Dans un monde en perpétuel mouvement, est-il seulement envisageable de se trouver et d’être soi sans les autres, avec les autres ? Cette question, aussi fascinante qu’éprouvante, traverse Face aux murs, un spectacle qui interroge la mécanique des relations humaines et la lutte intérieure que chacun mène face aux autres et à lui-même. Pendant une heure, Damien Droin nous plonge dans cette révolte intime, entre vertige et dépassement, chute et envol.
Le premier regard sur la scène se fait dans les sous-bassement, dans les tréfonds de la société, celle dans laquelle on ne se reconnaît pas, même avec ceux que l’on croit proche. Un homme est assis au sol, immobile, tandis que les autres l’ignorent, le frôlent, emportés par une frénésie insolente. Cet homme, c’est celui que nous croisons chaque jour au coin d’une rue, devant une boulangerie ou dans le métro. C’est le visage anonyme de ceux que l’on ne regarde plus. L’image est brutale, saisissante. Puis, un autre tableau : une femme attablée tente désespérément de capter le regard de l’homme en face d’elle, perdu dans les méandres de son téléphone…

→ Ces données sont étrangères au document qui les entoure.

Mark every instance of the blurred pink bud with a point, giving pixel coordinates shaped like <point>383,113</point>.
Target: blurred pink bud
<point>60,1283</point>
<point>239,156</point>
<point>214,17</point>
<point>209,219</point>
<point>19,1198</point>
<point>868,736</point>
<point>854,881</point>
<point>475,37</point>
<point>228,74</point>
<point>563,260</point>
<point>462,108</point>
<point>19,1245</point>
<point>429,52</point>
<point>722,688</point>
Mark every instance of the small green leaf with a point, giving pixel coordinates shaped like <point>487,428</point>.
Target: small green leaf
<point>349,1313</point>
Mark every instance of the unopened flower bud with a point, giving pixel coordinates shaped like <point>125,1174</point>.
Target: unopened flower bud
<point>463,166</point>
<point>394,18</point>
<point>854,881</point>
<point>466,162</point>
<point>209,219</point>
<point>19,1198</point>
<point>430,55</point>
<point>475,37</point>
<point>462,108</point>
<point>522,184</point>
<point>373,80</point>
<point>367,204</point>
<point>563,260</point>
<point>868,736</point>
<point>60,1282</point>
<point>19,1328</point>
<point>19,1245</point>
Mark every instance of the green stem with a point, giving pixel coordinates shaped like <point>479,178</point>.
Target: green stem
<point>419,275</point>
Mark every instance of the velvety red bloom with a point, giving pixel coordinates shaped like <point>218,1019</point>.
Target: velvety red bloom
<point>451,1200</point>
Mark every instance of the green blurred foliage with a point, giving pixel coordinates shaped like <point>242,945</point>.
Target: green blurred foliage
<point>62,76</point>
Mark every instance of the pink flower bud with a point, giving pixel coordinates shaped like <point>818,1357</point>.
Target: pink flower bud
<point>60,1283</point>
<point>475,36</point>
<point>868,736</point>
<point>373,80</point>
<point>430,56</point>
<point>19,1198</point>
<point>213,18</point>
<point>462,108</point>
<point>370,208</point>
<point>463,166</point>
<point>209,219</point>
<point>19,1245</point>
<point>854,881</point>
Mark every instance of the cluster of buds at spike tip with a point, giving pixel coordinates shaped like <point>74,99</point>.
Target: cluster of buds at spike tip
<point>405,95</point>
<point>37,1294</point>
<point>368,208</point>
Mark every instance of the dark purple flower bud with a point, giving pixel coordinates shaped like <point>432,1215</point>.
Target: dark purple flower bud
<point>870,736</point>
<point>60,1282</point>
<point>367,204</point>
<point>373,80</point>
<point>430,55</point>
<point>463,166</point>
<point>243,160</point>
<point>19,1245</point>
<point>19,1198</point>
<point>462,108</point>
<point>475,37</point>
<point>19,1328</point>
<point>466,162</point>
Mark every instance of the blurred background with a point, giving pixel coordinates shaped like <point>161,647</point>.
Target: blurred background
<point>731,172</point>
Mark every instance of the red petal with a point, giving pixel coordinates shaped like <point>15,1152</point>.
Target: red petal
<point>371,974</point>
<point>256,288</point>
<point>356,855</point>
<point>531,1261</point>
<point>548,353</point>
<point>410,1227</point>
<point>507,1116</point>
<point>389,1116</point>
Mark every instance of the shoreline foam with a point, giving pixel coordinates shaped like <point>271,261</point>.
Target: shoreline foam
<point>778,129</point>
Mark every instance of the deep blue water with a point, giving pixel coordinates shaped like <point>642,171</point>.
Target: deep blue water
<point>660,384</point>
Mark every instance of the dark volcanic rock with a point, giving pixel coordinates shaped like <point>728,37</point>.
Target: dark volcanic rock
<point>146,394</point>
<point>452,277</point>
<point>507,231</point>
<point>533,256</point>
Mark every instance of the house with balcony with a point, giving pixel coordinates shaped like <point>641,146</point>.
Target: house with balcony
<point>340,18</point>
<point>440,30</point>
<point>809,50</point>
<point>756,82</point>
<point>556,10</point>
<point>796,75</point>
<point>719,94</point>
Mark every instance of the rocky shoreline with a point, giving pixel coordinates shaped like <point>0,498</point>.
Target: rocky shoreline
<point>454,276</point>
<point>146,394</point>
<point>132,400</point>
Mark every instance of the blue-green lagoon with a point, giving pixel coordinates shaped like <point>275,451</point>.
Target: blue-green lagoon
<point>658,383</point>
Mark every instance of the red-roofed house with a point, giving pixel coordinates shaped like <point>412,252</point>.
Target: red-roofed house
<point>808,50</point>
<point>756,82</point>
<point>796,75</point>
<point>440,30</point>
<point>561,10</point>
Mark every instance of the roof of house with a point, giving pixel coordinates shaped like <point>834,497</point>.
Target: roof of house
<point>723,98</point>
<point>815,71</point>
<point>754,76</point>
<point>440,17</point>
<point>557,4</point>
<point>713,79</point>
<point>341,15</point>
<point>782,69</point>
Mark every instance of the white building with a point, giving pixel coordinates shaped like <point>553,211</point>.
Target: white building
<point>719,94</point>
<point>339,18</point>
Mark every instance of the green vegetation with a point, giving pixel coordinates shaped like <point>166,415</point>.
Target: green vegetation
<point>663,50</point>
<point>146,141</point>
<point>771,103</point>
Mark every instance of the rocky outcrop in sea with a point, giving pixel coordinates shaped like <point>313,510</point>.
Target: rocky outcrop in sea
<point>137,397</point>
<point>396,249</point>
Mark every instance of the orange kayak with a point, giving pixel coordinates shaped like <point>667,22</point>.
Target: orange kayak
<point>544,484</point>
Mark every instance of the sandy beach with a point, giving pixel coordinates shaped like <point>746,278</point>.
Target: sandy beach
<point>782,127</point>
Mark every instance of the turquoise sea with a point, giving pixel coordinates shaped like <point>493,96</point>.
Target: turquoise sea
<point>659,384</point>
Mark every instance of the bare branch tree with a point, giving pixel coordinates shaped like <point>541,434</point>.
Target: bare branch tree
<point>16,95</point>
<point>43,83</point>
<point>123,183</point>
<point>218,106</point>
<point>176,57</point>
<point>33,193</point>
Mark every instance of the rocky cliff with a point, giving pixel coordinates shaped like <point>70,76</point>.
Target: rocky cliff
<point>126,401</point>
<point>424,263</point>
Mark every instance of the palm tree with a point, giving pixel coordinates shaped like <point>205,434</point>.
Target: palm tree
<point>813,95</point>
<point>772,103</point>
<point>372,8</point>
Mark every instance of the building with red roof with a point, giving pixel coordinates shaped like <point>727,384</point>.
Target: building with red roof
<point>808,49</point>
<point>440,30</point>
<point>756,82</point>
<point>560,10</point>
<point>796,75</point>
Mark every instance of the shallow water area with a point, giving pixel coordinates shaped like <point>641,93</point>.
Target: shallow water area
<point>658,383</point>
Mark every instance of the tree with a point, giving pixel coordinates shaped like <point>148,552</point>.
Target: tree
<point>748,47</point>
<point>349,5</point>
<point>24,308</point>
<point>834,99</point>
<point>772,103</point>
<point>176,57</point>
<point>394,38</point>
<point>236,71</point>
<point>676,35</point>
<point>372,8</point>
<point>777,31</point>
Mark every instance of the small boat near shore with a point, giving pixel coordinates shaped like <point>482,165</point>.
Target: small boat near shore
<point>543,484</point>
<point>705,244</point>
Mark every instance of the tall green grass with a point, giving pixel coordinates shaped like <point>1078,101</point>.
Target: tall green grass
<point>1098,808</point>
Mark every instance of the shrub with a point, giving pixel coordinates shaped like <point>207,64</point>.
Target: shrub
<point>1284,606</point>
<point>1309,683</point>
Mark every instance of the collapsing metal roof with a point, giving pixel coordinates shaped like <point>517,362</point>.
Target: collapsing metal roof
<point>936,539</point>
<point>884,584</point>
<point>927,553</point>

Le décor est alors renversé, nous plongeons au cœur de l’action, d’une ville, ou tout simplement d’une vie où tout va vite, trop vite pour que l’on puisse s’arrêter et réfléchir sur nous-même et sur les autres. Dans ce temps là, une jeune femme, seule en mouvement sur les trampolines, observent les autres, restés figés dans leur mouvement. Avec un regard enfantin, elle joue avec eux, les renverse, les voit se relever, dans une mécanique implacable. Ce tableau dure un moment, avant que le mouvement de tous reprennent dans une belle synchronisation, pour créer une scène qui vous donnerait presque le vertige.
La scénographie, portée par un jeu de lumière minutieusement orchestré, épouse chaque tableau. La musique, tantôt aérienne, tantôt saccadée, scande les figures des acrobates. Soudain, la salle s’engloutit dans la fumée. Une unique source de lumière fend le brouillard, tranchant l’espace comme un soleil couchant sur l’horizon. Un homme se tient là, immobile, contemplant le spectacle éphémère qui se dessine devant lui. Autour de lui, les silhouettes apparaissent et disparaissent, dans une danse incertaine entre isolement et connexion.
Ce dialogue entre solitude et interaction culmine dans un duo en miroir. Deux acrobates reproduisent les gestes l’un de l’autre, jusqu’à se confondre et qu’il n’en reste finalement plus qu’un, essayant désespérément de trouver son double, qui n’est autre que lui-même. Seul au sommet d’une structure métallique, il semble chercher son reflet, pris d’un vertige mélancolique. L’abandon est une option. Mais l’élan de l’autre, une main tendue, un corps enlacé, devient le point de bascule. À deux, ils dansent, retrouvent l’insouciance du jeu, et rappellent que l’altérité est souvent le seul rempart contre l’abîme.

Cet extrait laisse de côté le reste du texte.